So You Want to Build Your Own Data Center
Since the beginning, Railway’s compute has been built on top of Google Cloud Platform. The platform supported Railway's initial journey, but it has caused a multitude of problems that have posed an existential risk to our business. More importantly, building on a hyperscaler prevents us from delivering the best possible platform to our customers.
It directly affected the pricing we could offer (egress fees anyone?), limited the level of service we could deliver, and introduced engineering constraints that restricted the features we could build.
And not only is it rare that we understand why things break upstream, but also despite multi-million dollar annual spend, we get about as much support from them as you would spending $100.

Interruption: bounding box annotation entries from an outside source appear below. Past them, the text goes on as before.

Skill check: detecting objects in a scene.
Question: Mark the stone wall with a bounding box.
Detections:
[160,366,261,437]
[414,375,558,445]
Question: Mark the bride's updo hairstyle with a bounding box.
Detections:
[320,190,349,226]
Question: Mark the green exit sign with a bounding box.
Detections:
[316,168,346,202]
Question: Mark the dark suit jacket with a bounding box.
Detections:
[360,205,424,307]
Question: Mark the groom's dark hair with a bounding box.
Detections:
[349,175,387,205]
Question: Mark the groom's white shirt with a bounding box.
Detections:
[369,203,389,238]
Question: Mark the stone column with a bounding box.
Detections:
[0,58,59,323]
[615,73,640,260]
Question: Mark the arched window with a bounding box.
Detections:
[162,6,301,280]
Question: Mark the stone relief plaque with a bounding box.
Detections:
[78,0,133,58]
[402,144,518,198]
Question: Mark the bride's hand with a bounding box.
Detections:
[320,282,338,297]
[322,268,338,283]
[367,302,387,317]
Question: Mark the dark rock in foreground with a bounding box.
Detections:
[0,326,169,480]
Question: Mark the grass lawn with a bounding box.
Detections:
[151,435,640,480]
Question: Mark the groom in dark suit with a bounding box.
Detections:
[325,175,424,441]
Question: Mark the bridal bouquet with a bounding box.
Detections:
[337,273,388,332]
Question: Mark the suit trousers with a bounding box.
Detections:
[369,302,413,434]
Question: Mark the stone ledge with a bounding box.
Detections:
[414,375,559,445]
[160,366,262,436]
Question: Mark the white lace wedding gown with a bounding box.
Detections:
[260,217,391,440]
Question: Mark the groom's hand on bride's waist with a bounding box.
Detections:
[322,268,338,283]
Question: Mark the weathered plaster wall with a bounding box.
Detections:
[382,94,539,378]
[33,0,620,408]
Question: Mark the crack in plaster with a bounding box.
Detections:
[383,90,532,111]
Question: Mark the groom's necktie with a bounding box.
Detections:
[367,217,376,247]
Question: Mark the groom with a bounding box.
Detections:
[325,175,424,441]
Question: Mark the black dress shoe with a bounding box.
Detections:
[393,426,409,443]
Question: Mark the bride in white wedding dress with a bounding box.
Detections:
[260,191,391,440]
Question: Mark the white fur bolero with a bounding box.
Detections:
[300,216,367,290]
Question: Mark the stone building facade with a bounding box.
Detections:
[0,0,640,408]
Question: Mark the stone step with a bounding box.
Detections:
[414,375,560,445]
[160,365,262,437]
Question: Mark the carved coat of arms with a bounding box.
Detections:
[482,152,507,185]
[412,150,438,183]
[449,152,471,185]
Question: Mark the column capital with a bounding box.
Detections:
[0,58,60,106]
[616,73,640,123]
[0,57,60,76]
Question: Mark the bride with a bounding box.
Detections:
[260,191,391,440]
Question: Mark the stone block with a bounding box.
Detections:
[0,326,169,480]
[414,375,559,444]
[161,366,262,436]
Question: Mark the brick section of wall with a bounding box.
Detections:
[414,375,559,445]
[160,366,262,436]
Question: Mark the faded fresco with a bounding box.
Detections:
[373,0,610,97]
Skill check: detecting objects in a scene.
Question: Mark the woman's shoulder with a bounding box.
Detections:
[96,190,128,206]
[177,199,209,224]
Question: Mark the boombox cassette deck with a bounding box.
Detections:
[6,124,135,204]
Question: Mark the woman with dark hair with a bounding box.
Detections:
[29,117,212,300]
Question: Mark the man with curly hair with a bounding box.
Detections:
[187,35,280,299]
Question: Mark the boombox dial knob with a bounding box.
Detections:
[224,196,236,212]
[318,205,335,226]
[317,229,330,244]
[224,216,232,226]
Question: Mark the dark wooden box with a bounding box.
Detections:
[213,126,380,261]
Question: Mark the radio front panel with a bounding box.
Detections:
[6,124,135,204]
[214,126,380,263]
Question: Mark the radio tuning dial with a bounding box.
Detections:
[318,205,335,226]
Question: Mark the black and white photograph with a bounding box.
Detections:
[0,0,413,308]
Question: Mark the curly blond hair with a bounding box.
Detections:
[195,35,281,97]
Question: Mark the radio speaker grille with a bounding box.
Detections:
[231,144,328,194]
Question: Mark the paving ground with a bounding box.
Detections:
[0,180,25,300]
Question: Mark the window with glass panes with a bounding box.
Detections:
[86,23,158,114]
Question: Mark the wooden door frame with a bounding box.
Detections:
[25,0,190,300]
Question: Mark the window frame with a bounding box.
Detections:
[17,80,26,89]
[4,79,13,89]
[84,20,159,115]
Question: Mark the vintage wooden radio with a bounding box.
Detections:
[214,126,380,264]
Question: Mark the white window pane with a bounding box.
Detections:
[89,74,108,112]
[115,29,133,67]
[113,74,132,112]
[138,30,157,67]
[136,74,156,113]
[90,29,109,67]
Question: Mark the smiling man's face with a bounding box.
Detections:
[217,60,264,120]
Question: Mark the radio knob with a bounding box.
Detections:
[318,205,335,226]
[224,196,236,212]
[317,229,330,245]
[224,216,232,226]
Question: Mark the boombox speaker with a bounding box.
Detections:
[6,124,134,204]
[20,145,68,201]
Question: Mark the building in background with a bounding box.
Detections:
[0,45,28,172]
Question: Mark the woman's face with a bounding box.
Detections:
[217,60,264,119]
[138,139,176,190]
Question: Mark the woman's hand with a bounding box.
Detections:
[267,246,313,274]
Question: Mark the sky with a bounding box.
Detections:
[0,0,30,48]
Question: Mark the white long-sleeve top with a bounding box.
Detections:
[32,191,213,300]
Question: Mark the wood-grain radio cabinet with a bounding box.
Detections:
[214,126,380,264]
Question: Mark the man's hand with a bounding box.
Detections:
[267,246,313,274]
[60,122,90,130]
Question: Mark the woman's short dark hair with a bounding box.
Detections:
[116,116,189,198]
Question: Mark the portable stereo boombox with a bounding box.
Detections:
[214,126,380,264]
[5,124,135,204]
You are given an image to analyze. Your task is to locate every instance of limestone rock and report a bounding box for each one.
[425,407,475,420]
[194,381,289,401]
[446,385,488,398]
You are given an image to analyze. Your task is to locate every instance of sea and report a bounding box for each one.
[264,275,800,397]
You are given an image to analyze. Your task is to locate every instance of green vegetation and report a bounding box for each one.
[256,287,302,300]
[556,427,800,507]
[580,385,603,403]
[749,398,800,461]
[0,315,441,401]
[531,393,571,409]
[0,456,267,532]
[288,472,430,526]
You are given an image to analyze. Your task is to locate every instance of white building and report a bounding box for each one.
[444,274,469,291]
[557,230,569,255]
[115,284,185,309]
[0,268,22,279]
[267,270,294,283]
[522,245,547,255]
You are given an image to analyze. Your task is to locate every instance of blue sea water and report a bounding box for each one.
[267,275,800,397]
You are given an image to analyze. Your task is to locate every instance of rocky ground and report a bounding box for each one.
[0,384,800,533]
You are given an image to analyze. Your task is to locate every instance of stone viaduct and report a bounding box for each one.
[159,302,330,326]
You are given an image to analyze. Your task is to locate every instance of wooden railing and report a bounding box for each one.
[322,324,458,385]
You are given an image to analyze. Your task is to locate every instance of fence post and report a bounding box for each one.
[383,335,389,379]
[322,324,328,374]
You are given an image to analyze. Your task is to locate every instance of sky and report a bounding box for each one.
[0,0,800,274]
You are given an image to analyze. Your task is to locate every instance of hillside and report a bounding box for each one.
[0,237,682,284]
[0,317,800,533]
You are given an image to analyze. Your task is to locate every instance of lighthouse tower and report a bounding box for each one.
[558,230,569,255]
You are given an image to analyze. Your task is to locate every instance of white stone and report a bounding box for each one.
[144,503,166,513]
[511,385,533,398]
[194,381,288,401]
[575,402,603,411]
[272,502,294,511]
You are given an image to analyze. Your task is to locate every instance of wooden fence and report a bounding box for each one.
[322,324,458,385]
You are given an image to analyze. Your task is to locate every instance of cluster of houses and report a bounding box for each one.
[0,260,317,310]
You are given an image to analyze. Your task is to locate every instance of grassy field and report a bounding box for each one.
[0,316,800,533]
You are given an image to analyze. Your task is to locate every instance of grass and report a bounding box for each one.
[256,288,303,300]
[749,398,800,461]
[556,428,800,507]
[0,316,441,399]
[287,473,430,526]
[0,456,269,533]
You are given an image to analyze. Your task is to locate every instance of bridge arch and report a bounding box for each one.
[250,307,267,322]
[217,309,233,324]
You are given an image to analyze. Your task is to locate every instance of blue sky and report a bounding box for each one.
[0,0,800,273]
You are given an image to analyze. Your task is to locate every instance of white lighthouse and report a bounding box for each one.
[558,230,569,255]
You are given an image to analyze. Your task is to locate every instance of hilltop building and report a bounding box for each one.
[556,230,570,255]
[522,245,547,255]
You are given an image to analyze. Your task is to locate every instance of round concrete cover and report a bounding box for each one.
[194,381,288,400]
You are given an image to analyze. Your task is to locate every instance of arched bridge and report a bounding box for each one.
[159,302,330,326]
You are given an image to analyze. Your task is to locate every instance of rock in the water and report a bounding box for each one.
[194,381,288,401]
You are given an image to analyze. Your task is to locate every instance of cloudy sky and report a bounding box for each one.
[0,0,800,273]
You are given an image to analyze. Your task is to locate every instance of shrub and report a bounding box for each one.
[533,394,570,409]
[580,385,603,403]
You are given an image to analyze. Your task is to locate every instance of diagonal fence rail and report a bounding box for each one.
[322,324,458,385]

So in response, we kicked off a Railway Metal project last year. Nine months later we were live with the first site in California, having designed, spec-ed, and installed everything from the fiber optic cables in the cage to the various contracts with ISPs. We’re lighting up three more data center regions as we speak.
To deliver an “infra-less” cloud experience to our customers, we’ve needed to get good fast at building out our own physical infrastructure. That’s the topic of our blogpost today.
From kicking off the Railway Metal project in January 2024, it took us five long months to get the first servers plugged in. It took us an additional three months before we felt comfortable letting our users onto the hardware (and an additional few months before we started writing about it here).
The first step was finding some space.
When you go “on-prem” in cloud-speak, you need somewhere to put your shiny servers and reliable power to keep them running. Also you want enough cooling so they don’t melt down.
In general you have three main choices: Greenfield buildout (buying or leasing a datacenter), Cage Colocation (getting a private space inside a provider's datacenter enclosed by mesh walls), or Rack colocation (leasing individual racks or partitions of racks in a colocation datacenter).
We chose the second option: a cage to give us four walls, a secure door, and a blank slate for everything else.
A cage before any racks have been fitted
The space itself doesn’t cost much, but power (and by proxy, cooling) costs the most. Depending on the geography, the $/kW rate can vary hugely — on the US west coast for example we may pay less than half as much as we pay in Singapore. Power is paid for as a fixed monthly commit, regardless of whether its consumed or not, to guarantee it will be available on-demand.
But how much power do you need?
Ideally if you’ve embarked on your data center migration mission, you should have an idea of the rough amount of compute you want to deploy. We started with a target number of vCPUs, GBs of RAM, and TBs of NVMe to match our capacity on GCP.
Using these figures, we converged on a server and CPU choice. There are many knobs to turn when doing this computation — probably worth a blogpost in itself — but the single biggest factor for us was power density e.g. how do we get the compute density we want inside of a specific power draw.
The calculations aren’t as simple as summing watts though, especially with 3-phase feeds — Cloudflare has a great blogpost covering this topic.
Power is the most critical resource for data centers, and a power outage can have extremely long recovery times. So redundancy is critical, and it’s important to have two fully independent power feeds per rack. Both feeds will share load under normal operation, but the design must be resilient to a feed going down.
To deliver this power to your servers, you’ll also want a Power Distribution Unit, which you'll select based on the number of sockets and management features it provides. The basic ones are glorified extension cords, while the ones we deploy allow control and metering of individual sockets.